The SEO framework (slug: autodescription) is great and performs about 30x as good as Yoast SEO in terms of processing time. They’re also pretty strict about sticking to WordPress’ native styles.
>As far as I'm concerned, automattic should revoke their wordpress.org plugin hosting until this has been addressed
Unfortunately Automattic only contributes to WordPress.org [0]. Automattic actually owns WordPress.com [1] which is a separate-ish entity, and does not have any authority over plugins hosted on WordPress.org.
as for all the doom and gloom, I think the main thing that makes this so bad is that the ad was hard to close - the X was not very visible / easy to click, some said clicking it still brought you to ad site...
to me the bad thing was that the ad was moving / not static. Might be time for a checkbox, 'allow plugins to show disounts / partners / third party ads' - some of them are helpful / wanted.

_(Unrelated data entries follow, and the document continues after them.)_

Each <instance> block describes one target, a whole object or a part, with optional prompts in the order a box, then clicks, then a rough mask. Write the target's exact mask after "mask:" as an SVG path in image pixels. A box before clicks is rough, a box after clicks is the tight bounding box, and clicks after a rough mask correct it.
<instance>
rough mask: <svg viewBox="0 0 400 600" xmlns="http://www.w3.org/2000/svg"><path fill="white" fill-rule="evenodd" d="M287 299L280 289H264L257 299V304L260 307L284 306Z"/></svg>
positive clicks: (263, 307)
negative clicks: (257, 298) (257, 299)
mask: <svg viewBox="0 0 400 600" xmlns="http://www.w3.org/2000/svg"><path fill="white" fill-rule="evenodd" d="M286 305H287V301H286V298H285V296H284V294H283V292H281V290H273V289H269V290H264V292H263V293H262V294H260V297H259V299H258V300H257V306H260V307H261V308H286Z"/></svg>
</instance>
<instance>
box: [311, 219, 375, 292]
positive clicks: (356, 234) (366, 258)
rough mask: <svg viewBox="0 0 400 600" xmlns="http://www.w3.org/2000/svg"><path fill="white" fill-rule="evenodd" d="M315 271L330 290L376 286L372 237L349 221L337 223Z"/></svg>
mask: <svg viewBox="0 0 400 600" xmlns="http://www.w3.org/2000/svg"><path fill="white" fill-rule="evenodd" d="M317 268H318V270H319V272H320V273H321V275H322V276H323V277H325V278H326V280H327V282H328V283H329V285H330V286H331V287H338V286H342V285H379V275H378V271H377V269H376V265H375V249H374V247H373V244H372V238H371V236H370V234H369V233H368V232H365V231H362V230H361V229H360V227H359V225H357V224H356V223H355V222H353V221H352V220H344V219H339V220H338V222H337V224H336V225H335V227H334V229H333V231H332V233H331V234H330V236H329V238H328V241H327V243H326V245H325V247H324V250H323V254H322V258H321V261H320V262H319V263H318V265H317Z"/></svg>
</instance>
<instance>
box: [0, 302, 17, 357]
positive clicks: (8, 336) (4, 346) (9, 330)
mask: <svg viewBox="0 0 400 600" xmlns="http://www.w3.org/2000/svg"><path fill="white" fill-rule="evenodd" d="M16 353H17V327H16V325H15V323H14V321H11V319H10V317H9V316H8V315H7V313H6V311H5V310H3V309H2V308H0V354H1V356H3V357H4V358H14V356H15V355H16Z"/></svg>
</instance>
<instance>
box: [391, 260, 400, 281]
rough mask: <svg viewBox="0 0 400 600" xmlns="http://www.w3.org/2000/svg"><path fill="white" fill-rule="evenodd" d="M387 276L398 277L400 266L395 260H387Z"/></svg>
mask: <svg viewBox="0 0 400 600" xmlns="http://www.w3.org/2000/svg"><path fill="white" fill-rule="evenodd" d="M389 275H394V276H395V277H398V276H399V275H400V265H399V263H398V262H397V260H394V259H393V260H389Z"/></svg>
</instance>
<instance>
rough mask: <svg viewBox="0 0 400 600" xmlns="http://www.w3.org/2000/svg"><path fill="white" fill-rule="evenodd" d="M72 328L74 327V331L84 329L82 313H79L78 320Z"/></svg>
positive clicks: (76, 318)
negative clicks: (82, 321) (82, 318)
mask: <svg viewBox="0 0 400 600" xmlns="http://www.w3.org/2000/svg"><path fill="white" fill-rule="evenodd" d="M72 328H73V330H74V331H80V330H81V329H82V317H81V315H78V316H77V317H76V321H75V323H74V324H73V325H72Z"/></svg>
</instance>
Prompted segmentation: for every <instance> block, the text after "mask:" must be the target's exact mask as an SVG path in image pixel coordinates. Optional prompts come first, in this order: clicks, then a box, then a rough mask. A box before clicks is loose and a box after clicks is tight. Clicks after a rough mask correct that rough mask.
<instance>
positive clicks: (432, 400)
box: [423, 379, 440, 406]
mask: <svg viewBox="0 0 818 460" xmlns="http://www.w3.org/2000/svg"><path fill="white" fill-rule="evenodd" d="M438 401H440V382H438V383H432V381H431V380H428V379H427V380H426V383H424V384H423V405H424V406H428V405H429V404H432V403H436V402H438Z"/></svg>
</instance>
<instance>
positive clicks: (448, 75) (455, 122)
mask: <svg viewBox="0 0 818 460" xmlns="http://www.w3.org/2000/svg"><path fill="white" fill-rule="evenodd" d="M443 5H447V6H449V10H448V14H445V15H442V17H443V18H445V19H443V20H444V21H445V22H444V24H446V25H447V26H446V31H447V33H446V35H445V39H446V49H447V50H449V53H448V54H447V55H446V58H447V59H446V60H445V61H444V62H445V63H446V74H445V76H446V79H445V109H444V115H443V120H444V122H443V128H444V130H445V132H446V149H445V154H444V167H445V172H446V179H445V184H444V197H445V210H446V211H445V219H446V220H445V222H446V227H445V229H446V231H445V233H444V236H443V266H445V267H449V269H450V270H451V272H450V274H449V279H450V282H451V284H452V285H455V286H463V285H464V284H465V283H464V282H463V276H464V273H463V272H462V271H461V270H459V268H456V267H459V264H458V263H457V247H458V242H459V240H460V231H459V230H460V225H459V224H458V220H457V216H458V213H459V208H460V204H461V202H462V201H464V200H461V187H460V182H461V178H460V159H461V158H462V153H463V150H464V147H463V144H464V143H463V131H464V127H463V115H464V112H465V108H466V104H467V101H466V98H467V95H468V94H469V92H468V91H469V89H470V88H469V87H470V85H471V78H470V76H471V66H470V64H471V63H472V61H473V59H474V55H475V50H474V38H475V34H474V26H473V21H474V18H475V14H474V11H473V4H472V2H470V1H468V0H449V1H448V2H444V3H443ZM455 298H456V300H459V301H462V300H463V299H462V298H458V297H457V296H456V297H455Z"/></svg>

when a plugin hijacks your next screen, like wp-statistics does after an update sometimes (others too, eg all-in-one-seo sometimes )- I hate that even more than what this yoast ad did.
The plugin exists to inject seo-relevant tags into your page, so I don't see how a permission system would help to prevent them from injecting other tags into your page.
And no, there's no real capability system for plugins in Wordpress. Plugins can define their own user permissions that hooks into WP's system to determine what user can use what feature, but that's entirely opt in on the plugins' part.
- It was an upsell to the Pro version of free plugin. Not some random ad spam.
- The ad was an admin notice - which appear in WordPress on top of every page in the backend Admin Area in what's generally the notification area.
- It's free, GPL, and open source - you know, "No Warranties" and all that.
Grayhat, and not something you should ever do. But not as nefarious as everyone is making it sound like.
WP.org is about freedom, so they're unlikely to restrict it either unless malicious: https://github.com/WordPress/wporg-plugin-guidelines/pull/69...
Being very involved in the WordPress industry, what I find funny is the majority of angry reviews masquerading as victims are from entitled pseudo devs who sell WordPress sites to clients and now they were made to look bad because they had automatic updates enabled while charging their customers for a retainer package with "plugin & themes updates".
How about buying premium version in the first place just as you charged your client for it.